On a brighter note for local conservationists, the township has actually purchased one property, the 12-acre Wigmore tract at the intersection of Bridgeboro and Westfield Roads.
The purchase of the Benner farm (for more than $7 million) will not only head off development, but add an important stretch of Swede's Run to the greenbelt the township is trying to preserve along that creek.
Part of the Rancocas watershed, Swede's Run begins in Moorestown and goes through Delran on its way to the Delaware, biseting the Benner tract.
Several other open space deals are in the works.
The township has a verbal agreement to purchase four acres on Locust Street, formerly the site of a farmers' cold storage facility.
And the township is discussing the purchase of two properties on Garwood Road: 25 acres known as the DiPaolo property and 34 acres adjacent to Swede's Run known as the Traganza property.
All told, the Open Space Advisory Committee has identified 525 acres it would like the township to acquire (a figure that does not include the Benner farm, as its owner, Ruben Benner, did not accede at that time to being part of the list).
Success in acquiring that much acreage would more than double the 406 acres of open space the township now owns, most of it in parks and recreation facilities.
The townships two-cent open space tax generates about $350,000 a year for preservation. The $700,000 collected so far has been supplemented by two grants from the county's open space program -- 1.2 million last and $300,000 so far this year -- and a $700,000 state grant last year.

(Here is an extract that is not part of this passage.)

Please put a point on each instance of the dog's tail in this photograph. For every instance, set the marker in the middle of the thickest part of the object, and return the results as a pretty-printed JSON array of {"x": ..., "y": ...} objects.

Of Moorestown's total area -- 9,555 acres -- a study done for the township as part of developing a new master plan concludes that a little over 10 percent of the total is open space of some kind.
The 996 total acres of open space is arrived at by adding 590 acres of "quasi-public" open space -- school property, golf courses and deed-restricted land -- to the 405 acres of municipally-owned land.
Estimates of future growth in Moorestown range from 2,000 to 3,000 more residents, living in anywhere from 700 to 1,000 new housing units.
Some officials predict the additional growth will take place over a period of 20 years.
Others feel that, barring a radical downturn in the economy, the growth will proceed much more quickly.
The township is in the process of revising its master plan, which, when completed by the end of the year, will include more definitive projections of additional growth.